Chaturvedi P, Insana M F
Department of Radiology, University of Kansas Medical Center, Kansas City 66160-7234, USA.
IEEE Trans Med Imaging. 1998 Feb;17(1):53-61. doi: 10.1109/42.668694.
Maximum likelihood (ML) methods are widely used in acoustic parameter estimation. Although ML methods are often unbiased, the variance is unacceptably large for many applications, including medical imaging. For such cases, Bayesian estimators can reduce variance and preserve contrast at the cost of an increased bias. Consequently, including prior knowledge about object and noise properties in the estimator can improve low-contrast target detectability of parametric ultrasound images by improving the precision of the estimates.
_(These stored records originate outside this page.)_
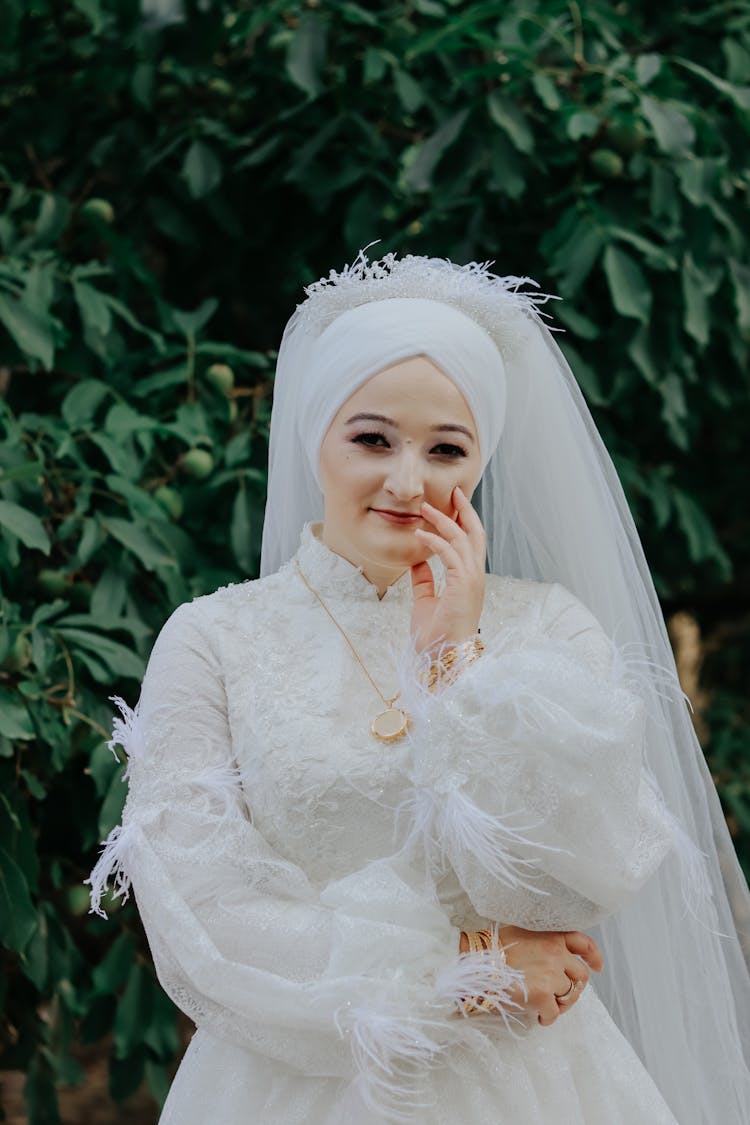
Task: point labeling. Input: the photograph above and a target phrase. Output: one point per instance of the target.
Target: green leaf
(32, 332)
(647, 68)
(740, 276)
(409, 92)
(577, 257)
(425, 156)
(119, 659)
(15, 720)
(739, 95)
(191, 323)
(507, 116)
(93, 306)
(306, 55)
(674, 410)
(545, 90)
(27, 470)
(583, 125)
(81, 402)
(241, 530)
(114, 969)
(672, 131)
(25, 525)
(138, 541)
(201, 170)
(52, 219)
(18, 918)
(702, 541)
(376, 64)
(631, 295)
(134, 1011)
(698, 286)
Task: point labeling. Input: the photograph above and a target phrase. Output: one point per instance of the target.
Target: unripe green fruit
(52, 582)
(198, 464)
(170, 501)
(627, 136)
(607, 163)
(222, 377)
(100, 209)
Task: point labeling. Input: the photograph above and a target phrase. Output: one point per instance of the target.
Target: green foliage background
(170, 176)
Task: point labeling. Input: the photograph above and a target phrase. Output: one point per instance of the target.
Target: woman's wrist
(449, 659)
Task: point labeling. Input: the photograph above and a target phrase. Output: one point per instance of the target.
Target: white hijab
(676, 978)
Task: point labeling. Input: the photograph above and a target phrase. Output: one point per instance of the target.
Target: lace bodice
(300, 881)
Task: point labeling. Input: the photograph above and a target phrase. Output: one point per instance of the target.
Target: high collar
(333, 575)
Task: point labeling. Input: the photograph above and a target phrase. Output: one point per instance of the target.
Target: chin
(395, 554)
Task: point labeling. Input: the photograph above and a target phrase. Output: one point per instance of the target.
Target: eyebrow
(449, 428)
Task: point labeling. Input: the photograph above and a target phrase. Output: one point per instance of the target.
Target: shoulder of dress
(225, 603)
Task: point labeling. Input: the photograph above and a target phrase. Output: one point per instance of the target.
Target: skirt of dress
(579, 1071)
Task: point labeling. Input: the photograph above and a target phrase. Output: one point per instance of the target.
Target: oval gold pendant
(390, 725)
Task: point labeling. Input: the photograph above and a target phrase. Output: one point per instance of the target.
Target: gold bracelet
(480, 941)
(442, 668)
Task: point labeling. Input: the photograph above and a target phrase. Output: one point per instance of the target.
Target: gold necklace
(389, 725)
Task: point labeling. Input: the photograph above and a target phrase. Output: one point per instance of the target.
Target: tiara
(504, 306)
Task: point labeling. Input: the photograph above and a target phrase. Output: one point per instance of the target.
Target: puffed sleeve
(241, 939)
(529, 773)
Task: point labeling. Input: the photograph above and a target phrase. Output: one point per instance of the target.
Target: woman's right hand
(550, 961)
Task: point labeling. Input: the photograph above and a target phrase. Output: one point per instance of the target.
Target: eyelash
(361, 439)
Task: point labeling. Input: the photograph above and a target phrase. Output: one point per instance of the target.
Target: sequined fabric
(303, 884)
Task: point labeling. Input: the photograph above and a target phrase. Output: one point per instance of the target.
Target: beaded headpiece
(500, 305)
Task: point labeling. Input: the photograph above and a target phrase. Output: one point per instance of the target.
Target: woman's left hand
(461, 546)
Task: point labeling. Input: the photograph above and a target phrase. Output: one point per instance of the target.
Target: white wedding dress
(303, 884)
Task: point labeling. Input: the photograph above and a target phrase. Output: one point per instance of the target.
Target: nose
(405, 480)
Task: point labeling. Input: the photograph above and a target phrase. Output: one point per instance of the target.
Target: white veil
(676, 978)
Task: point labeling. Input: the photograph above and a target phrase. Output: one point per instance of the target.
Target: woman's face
(406, 435)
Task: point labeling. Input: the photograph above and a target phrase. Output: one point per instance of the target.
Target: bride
(377, 795)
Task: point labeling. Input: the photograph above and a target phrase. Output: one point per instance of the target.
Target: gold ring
(566, 995)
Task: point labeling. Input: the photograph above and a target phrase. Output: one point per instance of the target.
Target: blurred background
(171, 174)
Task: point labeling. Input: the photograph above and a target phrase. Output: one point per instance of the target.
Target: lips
(406, 519)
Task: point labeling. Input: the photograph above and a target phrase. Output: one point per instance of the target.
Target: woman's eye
(372, 440)
(446, 450)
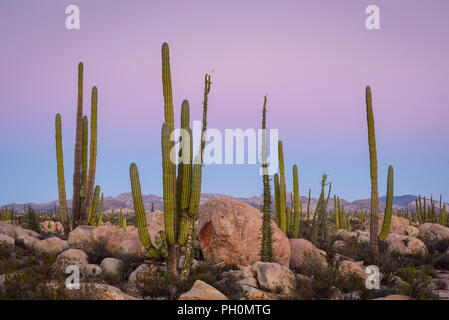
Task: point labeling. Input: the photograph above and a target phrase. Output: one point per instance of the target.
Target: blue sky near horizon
(312, 58)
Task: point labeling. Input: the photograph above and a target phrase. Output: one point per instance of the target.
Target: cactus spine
(60, 170)
(373, 172)
(92, 156)
(282, 191)
(139, 210)
(100, 219)
(296, 205)
(181, 194)
(277, 197)
(389, 206)
(267, 240)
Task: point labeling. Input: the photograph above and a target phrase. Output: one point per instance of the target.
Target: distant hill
(400, 200)
(125, 201)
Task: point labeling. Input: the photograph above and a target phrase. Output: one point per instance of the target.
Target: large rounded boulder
(398, 225)
(230, 231)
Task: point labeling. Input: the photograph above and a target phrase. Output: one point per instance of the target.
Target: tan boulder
(346, 235)
(230, 231)
(52, 226)
(398, 225)
(429, 232)
(274, 277)
(16, 231)
(106, 241)
(304, 254)
(72, 256)
(405, 245)
(347, 267)
(52, 245)
(203, 291)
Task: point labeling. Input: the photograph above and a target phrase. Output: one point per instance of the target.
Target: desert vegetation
(223, 248)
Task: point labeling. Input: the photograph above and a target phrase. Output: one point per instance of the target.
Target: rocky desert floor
(413, 261)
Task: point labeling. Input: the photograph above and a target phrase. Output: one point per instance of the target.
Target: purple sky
(313, 58)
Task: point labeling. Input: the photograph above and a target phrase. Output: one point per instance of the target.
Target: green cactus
(337, 216)
(78, 150)
(92, 155)
(296, 205)
(60, 170)
(139, 210)
(388, 207)
(181, 193)
(282, 191)
(277, 197)
(373, 172)
(94, 207)
(100, 219)
(444, 216)
(266, 253)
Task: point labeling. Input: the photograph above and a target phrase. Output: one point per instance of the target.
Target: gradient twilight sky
(312, 58)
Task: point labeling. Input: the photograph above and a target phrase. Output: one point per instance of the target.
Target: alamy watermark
(237, 146)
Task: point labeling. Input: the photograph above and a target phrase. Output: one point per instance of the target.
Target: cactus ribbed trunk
(78, 150)
(389, 206)
(373, 173)
(92, 157)
(266, 254)
(282, 191)
(60, 170)
(139, 210)
(296, 205)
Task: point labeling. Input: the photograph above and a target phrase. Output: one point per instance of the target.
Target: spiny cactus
(277, 197)
(444, 216)
(389, 206)
(60, 170)
(266, 253)
(92, 156)
(94, 207)
(180, 206)
(373, 172)
(282, 191)
(121, 220)
(100, 219)
(83, 181)
(78, 150)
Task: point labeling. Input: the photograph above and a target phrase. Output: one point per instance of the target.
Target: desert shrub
(166, 286)
(438, 246)
(419, 282)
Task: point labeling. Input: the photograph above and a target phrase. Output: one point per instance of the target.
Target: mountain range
(124, 201)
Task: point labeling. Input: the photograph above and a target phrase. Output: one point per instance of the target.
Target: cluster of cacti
(266, 253)
(341, 221)
(287, 218)
(92, 219)
(7, 214)
(83, 176)
(181, 193)
(121, 220)
(320, 236)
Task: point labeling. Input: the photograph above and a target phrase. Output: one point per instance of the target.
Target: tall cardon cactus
(181, 193)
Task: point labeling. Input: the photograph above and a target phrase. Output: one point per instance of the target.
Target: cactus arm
(389, 206)
(139, 210)
(373, 172)
(60, 171)
(78, 150)
(93, 154)
(282, 191)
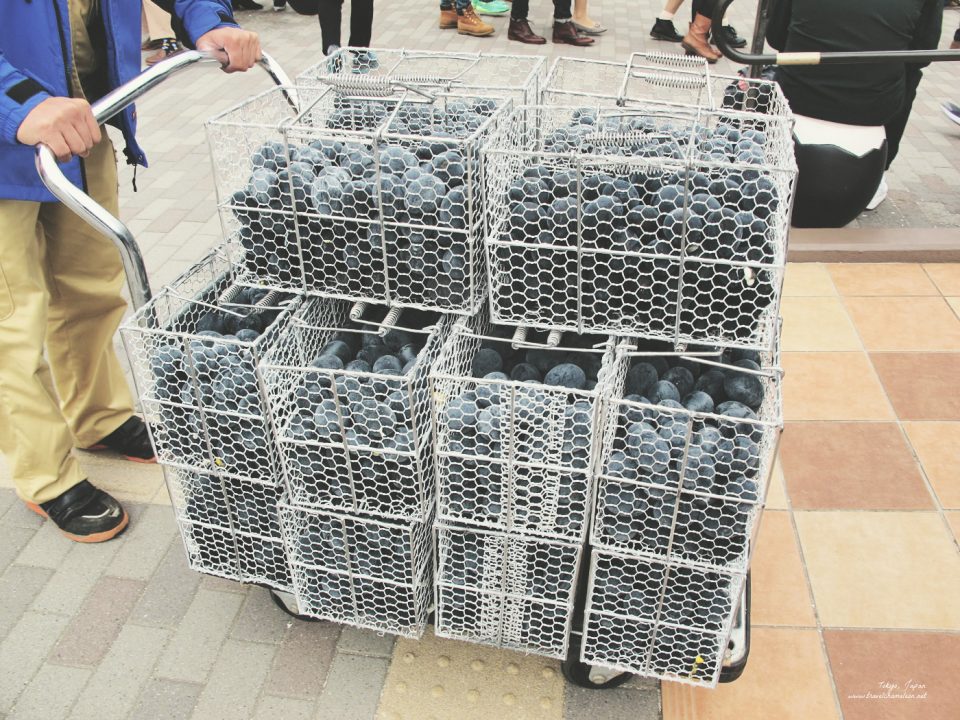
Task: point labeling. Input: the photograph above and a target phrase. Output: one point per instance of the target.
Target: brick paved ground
(126, 629)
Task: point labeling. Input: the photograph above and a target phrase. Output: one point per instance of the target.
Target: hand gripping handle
(105, 108)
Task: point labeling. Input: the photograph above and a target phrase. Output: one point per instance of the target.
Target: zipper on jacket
(66, 73)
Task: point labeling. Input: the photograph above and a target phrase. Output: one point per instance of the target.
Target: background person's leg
(33, 433)
(157, 21)
(361, 22)
(898, 123)
(663, 27)
(330, 18)
(85, 277)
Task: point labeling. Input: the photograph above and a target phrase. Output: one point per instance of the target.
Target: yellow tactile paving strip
(450, 680)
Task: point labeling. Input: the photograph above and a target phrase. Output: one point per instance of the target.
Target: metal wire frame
(658, 619)
(660, 78)
(322, 251)
(337, 469)
(539, 480)
(679, 480)
(359, 571)
(517, 76)
(677, 566)
(189, 423)
(229, 526)
(682, 290)
(505, 589)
In this paper, errors introduced by biased estimators are analyzed and approximate closed-form expressions are developed. The task-specific nature of the estimator performance is demonstrated through analysis, simulation, and experimentation. A strategy for selecting object priors is proposed. Acoustic scattering from kidney tissue is the emphasis of this paper, although the results are more generally applicable.
最大似然(ML)方法在声学参数估计中被广泛使用。尽管ML方法通常是无偏的,但对于包括医学成像在内的许多应用而言,其方差大得令人无法接受。对于此类情况,贝叶斯估计器可以降低方差并保持对比度,但代价是偏差增加。因此,在估计器中纳入关于对象和噪声特性的先验知识,可以通过提高估计精度来改善参数超声图像的低对比度目标可检测性。本文分析了有偏估计器引入的误差,并推导了近似的闭式表达式。通过分析、模拟和实验证明了估计器性能的任务特定性质。提出了一种选择对象先验的策略。本文重点关注肾脏组织的声学散射,不过结果更具普遍适用性。